The Pasta Life

Summer

Pasta is the proof that it doesn't need to be complicated to be good. Just mix it up with some seasonal veggies and your Monday night will be saved!

5 portions
35 minutes

• 500g ancient whole wheat pasta (not ancient as in old but the sort of flour)

• 1 big zucchini (that's what she said hehe)

• Olive oil

• Fresh basilic

• 1 beetroot

• Curly kale (it really is normal kale)

• Garlic

• Spices of choice

• Nuts & grains (like sunflower seeds & pumpkin seeds for example)

• Salt and pepper

Start by putting the oven on 200 degrees. Cut all the veggies and put them on a plate (that will go in the oven).
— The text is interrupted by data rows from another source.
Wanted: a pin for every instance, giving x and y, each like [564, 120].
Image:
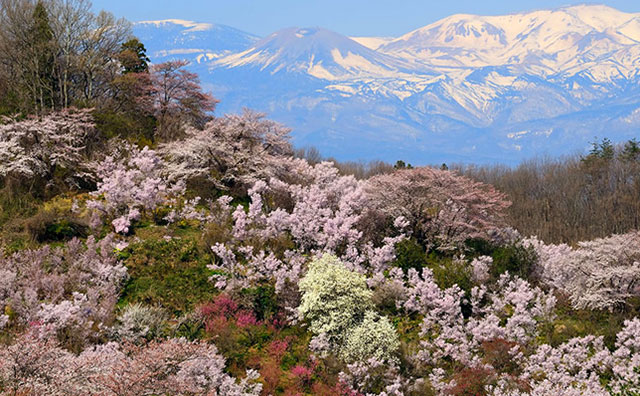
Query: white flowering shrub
[339, 307]
[375, 337]
[138, 322]
[334, 299]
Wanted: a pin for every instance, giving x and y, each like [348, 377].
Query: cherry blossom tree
[599, 274]
[40, 149]
[70, 291]
[234, 150]
[131, 184]
[32, 366]
[442, 207]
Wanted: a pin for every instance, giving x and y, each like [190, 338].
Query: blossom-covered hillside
[219, 263]
[148, 247]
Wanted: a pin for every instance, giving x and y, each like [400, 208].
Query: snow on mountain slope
[465, 88]
[372, 42]
[543, 42]
[199, 42]
[317, 52]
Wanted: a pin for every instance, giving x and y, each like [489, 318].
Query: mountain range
[467, 88]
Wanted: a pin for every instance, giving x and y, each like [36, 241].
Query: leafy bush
[170, 274]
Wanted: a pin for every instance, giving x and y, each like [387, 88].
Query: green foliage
[571, 323]
[515, 259]
[133, 57]
[449, 271]
[263, 300]
[41, 37]
[631, 151]
[54, 222]
[170, 274]
[600, 151]
[137, 128]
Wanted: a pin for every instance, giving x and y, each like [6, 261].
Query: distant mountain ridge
[465, 88]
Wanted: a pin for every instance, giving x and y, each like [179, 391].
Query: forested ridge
[150, 247]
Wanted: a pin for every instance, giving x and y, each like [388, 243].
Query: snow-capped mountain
[318, 52]
[197, 42]
[465, 88]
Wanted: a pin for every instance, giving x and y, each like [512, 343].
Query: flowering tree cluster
[62, 291]
[234, 150]
[32, 366]
[317, 212]
[54, 144]
[130, 186]
[598, 274]
[178, 100]
[442, 207]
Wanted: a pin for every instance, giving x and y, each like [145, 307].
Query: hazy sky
[350, 17]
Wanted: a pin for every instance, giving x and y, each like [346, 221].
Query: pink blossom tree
[131, 185]
[442, 207]
[230, 151]
[599, 274]
[36, 149]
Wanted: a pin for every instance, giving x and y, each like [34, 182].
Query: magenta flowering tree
[442, 207]
[131, 185]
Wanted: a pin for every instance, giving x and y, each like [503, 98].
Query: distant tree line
[57, 54]
[574, 198]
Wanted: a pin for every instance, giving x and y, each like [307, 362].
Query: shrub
[170, 274]
[138, 322]
[375, 337]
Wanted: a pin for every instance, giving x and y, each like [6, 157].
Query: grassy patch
[172, 274]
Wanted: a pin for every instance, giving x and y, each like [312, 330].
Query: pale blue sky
[349, 17]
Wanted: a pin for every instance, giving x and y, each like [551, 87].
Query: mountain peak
[315, 51]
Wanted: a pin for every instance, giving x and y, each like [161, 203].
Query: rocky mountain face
[466, 88]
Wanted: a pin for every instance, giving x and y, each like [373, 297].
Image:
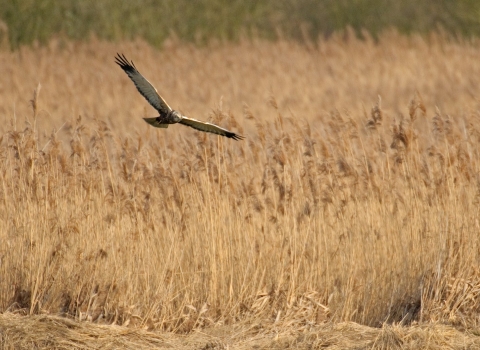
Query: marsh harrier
[167, 115]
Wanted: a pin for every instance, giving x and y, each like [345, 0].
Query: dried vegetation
[354, 197]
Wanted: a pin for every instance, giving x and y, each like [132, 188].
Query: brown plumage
[167, 114]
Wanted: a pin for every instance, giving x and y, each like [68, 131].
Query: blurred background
[23, 22]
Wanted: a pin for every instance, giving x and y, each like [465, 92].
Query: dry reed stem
[324, 213]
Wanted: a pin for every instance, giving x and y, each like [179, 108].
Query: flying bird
[167, 115]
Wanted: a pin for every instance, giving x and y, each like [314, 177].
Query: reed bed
[353, 198]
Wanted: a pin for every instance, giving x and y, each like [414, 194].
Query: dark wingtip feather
[122, 61]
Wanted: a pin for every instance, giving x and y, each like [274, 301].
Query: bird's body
[167, 115]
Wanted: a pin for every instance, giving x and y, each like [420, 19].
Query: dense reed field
[353, 198]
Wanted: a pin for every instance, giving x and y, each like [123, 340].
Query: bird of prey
[167, 115]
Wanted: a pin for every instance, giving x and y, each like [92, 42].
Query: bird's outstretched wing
[208, 127]
[143, 85]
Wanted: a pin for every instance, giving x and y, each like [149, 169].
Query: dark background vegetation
[30, 21]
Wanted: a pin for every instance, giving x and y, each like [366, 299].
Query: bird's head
[176, 116]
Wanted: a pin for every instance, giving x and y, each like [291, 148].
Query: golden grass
[339, 206]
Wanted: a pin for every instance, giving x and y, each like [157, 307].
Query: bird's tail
[154, 122]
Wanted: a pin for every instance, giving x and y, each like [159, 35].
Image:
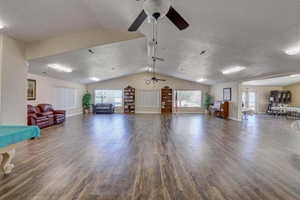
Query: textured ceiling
[235, 32]
[277, 81]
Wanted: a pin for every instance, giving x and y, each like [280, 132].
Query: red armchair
[55, 116]
[44, 115]
[35, 119]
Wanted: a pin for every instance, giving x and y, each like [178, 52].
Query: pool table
[9, 137]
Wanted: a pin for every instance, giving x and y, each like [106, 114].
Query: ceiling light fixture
[201, 80]
[294, 75]
[149, 69]
[293, 51]
[1, 25]
[60, 68]
[233, 69]
[94, 79]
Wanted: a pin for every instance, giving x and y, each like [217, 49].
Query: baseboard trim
[235, 119]
[74, 114]
[147, 112]
[189, 112]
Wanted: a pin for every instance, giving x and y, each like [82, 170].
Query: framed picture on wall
[226, 94]
[31, 90]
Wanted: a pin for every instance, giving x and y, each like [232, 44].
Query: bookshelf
[129, 100]
[166, 100]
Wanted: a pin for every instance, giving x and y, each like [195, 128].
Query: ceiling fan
[154, 79]
[157, 9]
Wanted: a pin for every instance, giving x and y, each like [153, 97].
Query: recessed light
[293, 51]
[294, 75]
[201, 80]
[94, 79]
[60, 68]
[233, 69]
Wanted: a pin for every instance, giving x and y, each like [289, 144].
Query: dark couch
[103, 108]
[43, 115]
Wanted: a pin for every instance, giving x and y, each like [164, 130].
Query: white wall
[217, 93]
[262, 95]
[13, 82]
[138, 81]
[46, 93]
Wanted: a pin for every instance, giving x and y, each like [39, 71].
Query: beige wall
[13, 82]
[262, 95]
[217, 93]
[138, 81]
[45, 91]
[295, 89]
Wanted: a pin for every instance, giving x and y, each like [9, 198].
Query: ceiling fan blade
[176, 18]
[138, 22]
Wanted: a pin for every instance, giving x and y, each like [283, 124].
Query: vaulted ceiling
[234, 32]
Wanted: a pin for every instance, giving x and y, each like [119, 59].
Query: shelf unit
[166, 100]
[129, 100]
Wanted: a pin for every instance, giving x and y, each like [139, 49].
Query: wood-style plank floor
[153, 157]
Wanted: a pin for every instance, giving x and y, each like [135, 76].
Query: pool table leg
[6, 164]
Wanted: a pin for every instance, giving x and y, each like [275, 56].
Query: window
[249, 100]
[189, 98]
[109, 96]
[65, 98]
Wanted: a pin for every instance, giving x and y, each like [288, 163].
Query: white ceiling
[277, 81]
[235, 32]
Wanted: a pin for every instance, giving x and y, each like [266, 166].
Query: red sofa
[43, 115]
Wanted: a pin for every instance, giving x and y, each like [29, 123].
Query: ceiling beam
[76, 41]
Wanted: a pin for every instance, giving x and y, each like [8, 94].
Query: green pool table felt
[14, 134]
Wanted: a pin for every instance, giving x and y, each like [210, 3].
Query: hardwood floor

Make sure to cut the curly kale in bigger chunks/stripes, it will make it all a bit fluffier. Cut the garlic in half (big pieces). Sprinkle it all with olive oil and spices and put in the oven for 20-30 minutes. Then put the water to boil and put the pasta in once the water is bubbling like a jacuzzi. Let it boil until it's al dente or longer if you want the pasta to be sloppier (it's ok we won't judge). Once the pasta is done pass it under cold water to keep it toothy toothy (we like it better that way). Then mix it with the warm veggies, add salt and pepper if you like and the fresh basilic (that will make the whole difference we promise!), voili voilà!